Il n’existe qu’un livre sur la vie et l’œuvre de Fanon, celui qu’a publié en 1995 Joseph Moalic chez l’éditeur Christian Pirot, intitulé Avec Fanon. De 1987 à 1991, Moalic a suivi de près les activités de Fanon et celui-ci lui ayant confié beaucoup de textes inédits à mettre en forme, il le rencontrait souvent, notamment pour lui montrer son travail. Tous les détails biographiques évoqués dans cette présentation lui sont empruntés.

Dans ce livre, une photo parmi d'autres. Trois hommes dans une rue, sous des arcades. Deux grands, un petit. Tous les trois, dûment cravatés et en complets vestons font les pitres. Les deux grands s’appellent Pierre Perret et Bobby Lapointe. Le petit, c’est Maurice Fanon. Trois potes en bordée... Trois joyeux drilles, chanteurs qui animent les cabarets de Paris dans les années 1960-1970. Ce soir, nous nous intéressons à Fanon.

« Je suis né par le cordon, écrit-il. Quasiment mort. En tout cas parfaitement mauve, ce qui m’a valu de me voir administrer, dès ma naissance, une première raclée la tête en bas pour m’apprendre à vivre la tête en haut. De là je conclus que cette vie que je n’aurais pas dû vivre, si elle n’est certes pas du gâteau, est néanmoins un cadeau, qu’il faut bien vivre et vivre bien.
[...]
Bien que cocu et pas Prévert, je ne suis ni tordu ni pervers. Plus mouche à miel que mouche à ce que vous pensez. je ne fais pas de surenchère à l’estime que je me porte et je n’ai mis ma tête à prix qu’un franc symbolique sur l’affiche des chasseurs de prime de ma « Vie d’Artiste ».
À l’école des petits lardons et des petites lardonnes, je n’ai pas appris grand’chose sinon à écrire, à lire et à compter sans apprendre à en tirer les bénéfices. [...]

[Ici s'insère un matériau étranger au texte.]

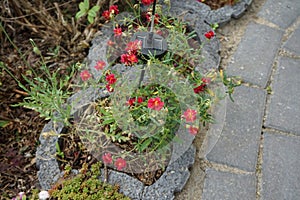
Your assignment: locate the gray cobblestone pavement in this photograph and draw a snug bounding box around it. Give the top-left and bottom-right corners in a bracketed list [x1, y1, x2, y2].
[200, 0, 300, 199]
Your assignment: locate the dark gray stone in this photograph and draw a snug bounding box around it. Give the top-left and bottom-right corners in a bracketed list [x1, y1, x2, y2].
[205, 0, 253, 26]
[141, 146, 196, 200]
[206, 86, 266, 172]
[202, 169, 256, 200]
[104, 170, 145, 200]
[36, 121, 62, 189]
[283, 24, 300, 55]
[164, 0, 253, 27]
[261, 132, 300, 200]
[227, 22, 283, 87]
[264, 57, 300, 135]
[258, 0, 300, 29]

Je n’ai pas été un bon élève, mais ensuite je n’ai pas été un mauvais prof. Je n’ai pas été un bon soldat, mais je n’ai pas été un mauvais homme. Je n’ai pas été un bon mari mais je n’ai pas été un mauvais divorcé, comme je n’avais pas été un bon petit mais pas un mauvais enfant non plus. »

Ces lignes sont extraites du troisième chapitre de La Transparente, son premier roman, jamais publié du vivant de Fanon. Le mélange d’appétit de vivre et de lucidité bienveillante qu’on y lit le définit déjà assez bien. Pour l’instant, j’y ajouterai seulement qu’il est né à Auneau, en Beauce au milieu des blés et pas bien loin de la cathédrale de Chartres : le blé, les moissons, la cathédrale mais aussi la vie et la mort des paysans sont des thèmes récurrents ou importants dans son œuvre

Ce « roman » n’en était peut-être pas un, mais quelque chose, comme il l’écrit lui-même dans l’exergue, qui « fait partie de [sa] mémoire vivante ». Et, en effet, en marge de l’histoire tragique de sa rencontre avec une jeune fille atteinte alors d’un cancer incurable et qui mourut à 19 ans, c’est toute sa vie de chanteur des années 1960 et 1970 que l’on voit ici décrite, avec les artistes qu’il côtoyait dans les cabarets et parfois dans de grandes salles. On y voit passer aussi certaines de ses grandes interprètes, Mélina Mercouri, Juliette Gréco. Et beaucoup de soirées arrosées et même une cuite suicidaire qui faillit effectivement lui être fatale, si l’on en croit son récit.